Southern Flavored Notes
Both Andrew Sullivan and Eric Muller say you really ought to watch Stephen Colbert's performance at the White House Correspondents' Dinner (Part II, Part III). Perhaps the major press or television accounts of the dinner ignored it because Colbert is unrelenting on them, as well as the Bush administration, but a webite says it all: thankyoustephencolbert.*
I didn't join in the demonstrations for immigration reform yesterday, because I had to take my wife to Emory University Hospital's emergency admissions. She fell last week and fractured a hip.
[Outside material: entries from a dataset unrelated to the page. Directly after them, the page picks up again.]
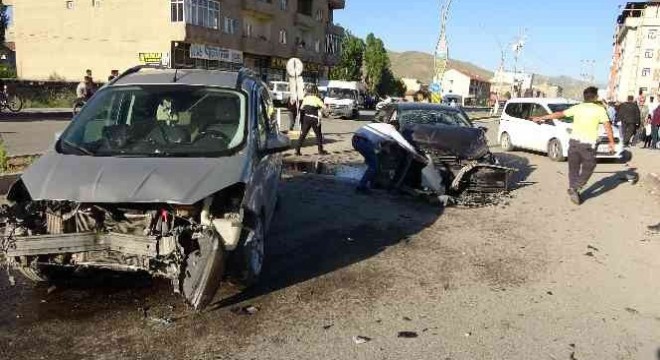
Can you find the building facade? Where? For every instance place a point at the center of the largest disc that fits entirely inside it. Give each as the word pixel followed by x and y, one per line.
pixel 473 88
pixel 635 67
pixel 58 39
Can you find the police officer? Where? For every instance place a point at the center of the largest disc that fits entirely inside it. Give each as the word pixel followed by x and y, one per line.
pixel 310 115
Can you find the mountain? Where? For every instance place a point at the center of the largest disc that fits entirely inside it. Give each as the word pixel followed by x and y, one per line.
pixel 419 65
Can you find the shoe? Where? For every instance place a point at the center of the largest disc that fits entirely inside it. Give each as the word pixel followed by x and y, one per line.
pixel 575 196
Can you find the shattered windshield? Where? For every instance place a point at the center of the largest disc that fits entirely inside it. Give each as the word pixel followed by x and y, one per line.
pixel 433 116
pixel 338 93
pixel 158 120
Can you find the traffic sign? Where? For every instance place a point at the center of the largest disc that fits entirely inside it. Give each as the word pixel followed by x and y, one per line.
pixel 294 67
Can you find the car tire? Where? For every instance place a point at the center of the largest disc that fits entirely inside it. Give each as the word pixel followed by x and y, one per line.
pixel 555 151
pixel 505 142
pixel 249 257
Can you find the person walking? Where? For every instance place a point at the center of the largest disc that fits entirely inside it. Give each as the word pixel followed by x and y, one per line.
pixel 630 118
pixel 587 118
pixel 369 140
pixel 311 111
pixel 655 125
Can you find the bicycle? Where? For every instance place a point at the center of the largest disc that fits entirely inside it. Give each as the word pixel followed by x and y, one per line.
pixel 10 101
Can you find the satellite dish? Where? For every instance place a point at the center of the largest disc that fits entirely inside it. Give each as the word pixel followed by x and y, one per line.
pixel 294 67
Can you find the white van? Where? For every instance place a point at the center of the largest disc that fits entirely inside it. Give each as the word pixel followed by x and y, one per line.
pixel 279 92
pixel 552 137
pixel 344 98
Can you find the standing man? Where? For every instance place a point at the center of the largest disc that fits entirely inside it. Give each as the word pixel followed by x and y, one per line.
pixel 310 115
pixel 587 118
pixel 630 118
pixel 655 125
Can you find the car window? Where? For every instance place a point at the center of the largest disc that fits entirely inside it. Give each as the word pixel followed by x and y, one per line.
pixel 158 120
pixel 538 110
pixel 513 110
pixel 433 116
pixel 263 121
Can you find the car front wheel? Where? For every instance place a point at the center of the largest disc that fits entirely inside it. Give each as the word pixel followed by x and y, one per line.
pixel 505 142
pixel 555 151
pixel 249 257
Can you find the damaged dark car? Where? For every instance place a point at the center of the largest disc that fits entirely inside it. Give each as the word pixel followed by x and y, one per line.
pixel 459 163
pixel 167 171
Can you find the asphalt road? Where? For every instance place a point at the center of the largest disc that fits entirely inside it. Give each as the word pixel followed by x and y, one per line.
pixel 533 278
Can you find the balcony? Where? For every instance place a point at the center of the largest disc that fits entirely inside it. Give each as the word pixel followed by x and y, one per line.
pixel 259 45
pixel 335 29
pixel 306 21
pixel 259 8
pixel 337 4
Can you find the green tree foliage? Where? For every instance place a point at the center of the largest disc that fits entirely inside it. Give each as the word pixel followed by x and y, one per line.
pixel 349 67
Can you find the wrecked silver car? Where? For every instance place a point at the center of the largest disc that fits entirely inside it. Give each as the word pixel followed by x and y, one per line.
pixel 460 164
pixel 170 172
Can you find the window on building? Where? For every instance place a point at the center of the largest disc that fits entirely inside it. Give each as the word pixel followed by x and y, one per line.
pixel 283 37
pixel 177 10
pixel 648 53
pixel 204 13
pixel 231 24
pixel 305 7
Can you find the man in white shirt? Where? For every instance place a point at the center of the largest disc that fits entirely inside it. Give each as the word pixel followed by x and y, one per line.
pixel 369 140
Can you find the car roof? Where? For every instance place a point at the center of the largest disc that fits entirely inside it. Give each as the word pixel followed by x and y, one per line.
pixel 543 100
pixel 423 106
pixel 183 76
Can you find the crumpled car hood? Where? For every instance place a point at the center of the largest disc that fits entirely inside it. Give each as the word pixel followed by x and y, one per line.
pixel 462 142
pixel 90 179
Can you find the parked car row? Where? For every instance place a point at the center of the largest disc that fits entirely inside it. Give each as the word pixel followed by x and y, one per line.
pixel 517 131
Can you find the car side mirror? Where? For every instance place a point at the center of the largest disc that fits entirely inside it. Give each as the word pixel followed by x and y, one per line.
pixel 276 143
She'll be fine, thanks, but I was enormously grateful to the very kind Afro-Hispanic man who admitted her -- so appreciative that it wouldn't have occurred to me to ask if he were here legally and so grateful that he didn't take the day off from work to protest.
When Radley Balko took up the cause of Cory Maye, who is on death row in Mississippi, he aimed first to arouse libertarian and conservative support. As an employee of the Cato Institute and columnist for Fox News, Balko appealed to his natural constituency. There were, moreover, facts about his case that tend to squirm a liberal.* After all, what responsible father would have, much less use, a gun in the same room with his sleeping infant daughter? My own,"An Open Letter to Governor Haley Barbour," went nowhere. But Paul Jacob's"Maybe, or Maybe Not," Townhall, 30 April, takes up the case anew. It's one that non-libertarians and non-conservatives ought to join. Thanks to KC Johnson for the tip.
Finally, farewell to Grady McWhiney, the neo-confederates' intellectual progenitor. Michael Johnson of Johns Hopkins gets the last word: too bad there's no entry in the index of McWhiney's book for"malarkey."
*What's Southern about Colbert? He's a native of Charleston, from one of those old South Carolina Huguenot families, if I'm not mistaken.
*I'm thinking about taking out a copywrite on that last phrase.